The company said advertisement and promotion expenses formed 10.3% of sales turnover, 80 basis points higher than last year.

Segment performance
Home care: Revenue fell to ₹56.6 billion from ₹57.4 billion a year earlier. Underlying volume rose in mid-single digits, while sales growth was flat due to price cuts. Segment margin stood unchanged at 19%.

Beauty and Wellbeing: Revenue rose slightly to ₹33.9 billion from ₹33.2 billion, with flat volumes and 5% sales growth. Segment margin declined to 28% from 34%.

Foods and Refreshment: Revenue grew to ₹38.7 billion from ₹38 billion, aided by strong beverages demand. Volume rose in low single digits, with 3% sales growth. Segment margin narrowed to 16% from 18%.

Personal Care: Revenue inched up to ₹24.3 billion from ₹24.1 billion. Underlying volume fell in high single digits, while sales growth was flat. The hair care business maintained market leadership, though turnover was hit by GST rate changes.

HUL said its quarterly performance reflected a temporary impact from GST changes and prolonged monsoon conditions in some regions. The profit rise was partly due to a one-off gain from the resolution of past tax matters between UK and Indian authorities.

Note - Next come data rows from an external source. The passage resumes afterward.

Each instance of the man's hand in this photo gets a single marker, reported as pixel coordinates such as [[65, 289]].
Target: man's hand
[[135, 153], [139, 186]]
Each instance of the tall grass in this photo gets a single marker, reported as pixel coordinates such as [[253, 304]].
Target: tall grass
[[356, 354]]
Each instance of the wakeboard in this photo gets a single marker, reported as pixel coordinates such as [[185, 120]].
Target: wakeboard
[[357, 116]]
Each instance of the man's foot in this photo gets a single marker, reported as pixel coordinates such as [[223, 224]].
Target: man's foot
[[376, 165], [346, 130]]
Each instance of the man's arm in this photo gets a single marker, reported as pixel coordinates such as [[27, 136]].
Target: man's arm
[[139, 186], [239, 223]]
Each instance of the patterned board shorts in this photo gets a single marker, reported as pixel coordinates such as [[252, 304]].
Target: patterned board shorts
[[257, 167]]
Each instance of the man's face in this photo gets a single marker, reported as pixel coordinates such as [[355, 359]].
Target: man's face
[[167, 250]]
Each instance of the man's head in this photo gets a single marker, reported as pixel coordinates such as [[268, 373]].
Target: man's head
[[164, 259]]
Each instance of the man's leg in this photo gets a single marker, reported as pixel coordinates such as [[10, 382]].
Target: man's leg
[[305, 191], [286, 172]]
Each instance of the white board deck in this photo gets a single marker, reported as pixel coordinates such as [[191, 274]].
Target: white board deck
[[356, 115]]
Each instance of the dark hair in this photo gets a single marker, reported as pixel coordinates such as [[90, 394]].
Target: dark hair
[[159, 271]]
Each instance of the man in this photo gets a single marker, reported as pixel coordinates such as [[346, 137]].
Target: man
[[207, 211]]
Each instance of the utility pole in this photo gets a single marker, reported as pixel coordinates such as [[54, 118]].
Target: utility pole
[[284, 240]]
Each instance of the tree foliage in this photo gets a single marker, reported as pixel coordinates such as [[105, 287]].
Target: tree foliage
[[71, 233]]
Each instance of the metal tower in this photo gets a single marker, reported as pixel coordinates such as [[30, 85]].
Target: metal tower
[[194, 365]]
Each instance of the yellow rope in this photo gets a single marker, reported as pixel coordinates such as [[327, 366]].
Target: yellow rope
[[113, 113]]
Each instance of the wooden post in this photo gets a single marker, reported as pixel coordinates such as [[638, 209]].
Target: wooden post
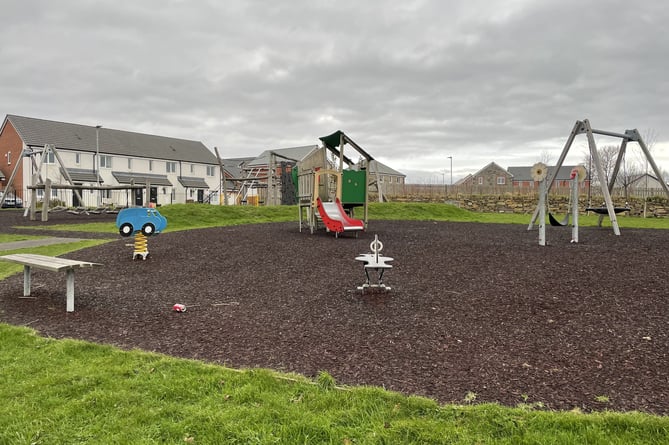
[[70, 291], [26, 281], [47, 199], [33, 200]]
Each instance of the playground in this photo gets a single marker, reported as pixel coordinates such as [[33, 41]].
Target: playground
[[477, 312]]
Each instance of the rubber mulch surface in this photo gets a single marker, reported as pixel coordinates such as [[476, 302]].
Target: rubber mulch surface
[[477, 312]]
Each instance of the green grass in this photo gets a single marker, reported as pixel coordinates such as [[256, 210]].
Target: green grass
[[67, 391], [10, 238]]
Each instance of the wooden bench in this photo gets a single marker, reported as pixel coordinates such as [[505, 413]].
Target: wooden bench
[[54, 264]]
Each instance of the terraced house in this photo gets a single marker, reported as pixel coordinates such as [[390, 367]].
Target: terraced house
[[176, 170]]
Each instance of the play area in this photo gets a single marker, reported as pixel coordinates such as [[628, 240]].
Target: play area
[[477, 312]]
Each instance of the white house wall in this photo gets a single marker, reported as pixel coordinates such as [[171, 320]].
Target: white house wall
[[176, 193]]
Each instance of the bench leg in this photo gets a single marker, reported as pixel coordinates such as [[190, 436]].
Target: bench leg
[[70, 290], [26, 281]]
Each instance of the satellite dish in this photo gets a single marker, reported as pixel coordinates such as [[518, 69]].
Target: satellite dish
[[539, 171]]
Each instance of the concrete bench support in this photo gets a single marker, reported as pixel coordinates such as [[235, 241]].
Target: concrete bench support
[[53, 264]]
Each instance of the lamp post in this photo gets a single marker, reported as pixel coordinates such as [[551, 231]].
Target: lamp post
[[97, 161], [450, 158]]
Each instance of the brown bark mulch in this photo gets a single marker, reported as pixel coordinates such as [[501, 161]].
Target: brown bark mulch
[[474, 308]]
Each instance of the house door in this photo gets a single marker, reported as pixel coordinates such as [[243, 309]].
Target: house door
[[139, 197], [75, 200], [153, 192]]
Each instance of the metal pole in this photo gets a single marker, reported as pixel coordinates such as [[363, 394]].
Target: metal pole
[[97, 161], [451, 158], [542, 212]]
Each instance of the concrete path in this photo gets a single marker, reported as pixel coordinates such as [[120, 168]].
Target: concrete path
[[37, 242]]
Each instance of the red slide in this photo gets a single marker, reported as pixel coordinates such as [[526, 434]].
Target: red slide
[[335, 218]]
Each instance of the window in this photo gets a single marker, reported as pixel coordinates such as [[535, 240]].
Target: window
[[105, 161]]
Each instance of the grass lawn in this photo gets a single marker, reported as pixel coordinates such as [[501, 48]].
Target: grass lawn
[[67, 391]]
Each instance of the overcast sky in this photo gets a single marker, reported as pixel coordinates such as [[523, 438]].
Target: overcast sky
[[412, 82]]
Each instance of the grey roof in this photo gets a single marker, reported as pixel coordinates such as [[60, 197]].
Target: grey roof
[[297, 153], [192, 182], [82, 175], [234, 166], [38, 132], [141, 178], [524, 173]]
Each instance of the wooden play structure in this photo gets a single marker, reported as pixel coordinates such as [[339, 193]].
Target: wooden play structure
[[608, 208], [328, 193]]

The company expects normal trading conditions from early November once GST-related disruptions ease. It is guided for stable EBITDA margins and low single-digit price growth if commodity prices remain steady.

For the first half of 2025-2026, net profit rose 5.3% to ₹54.2 billion and revenue increased 2.2% to ₹315.2 billion. The board declared an interim dividend of ₹19 per share, with November 7 as the record date.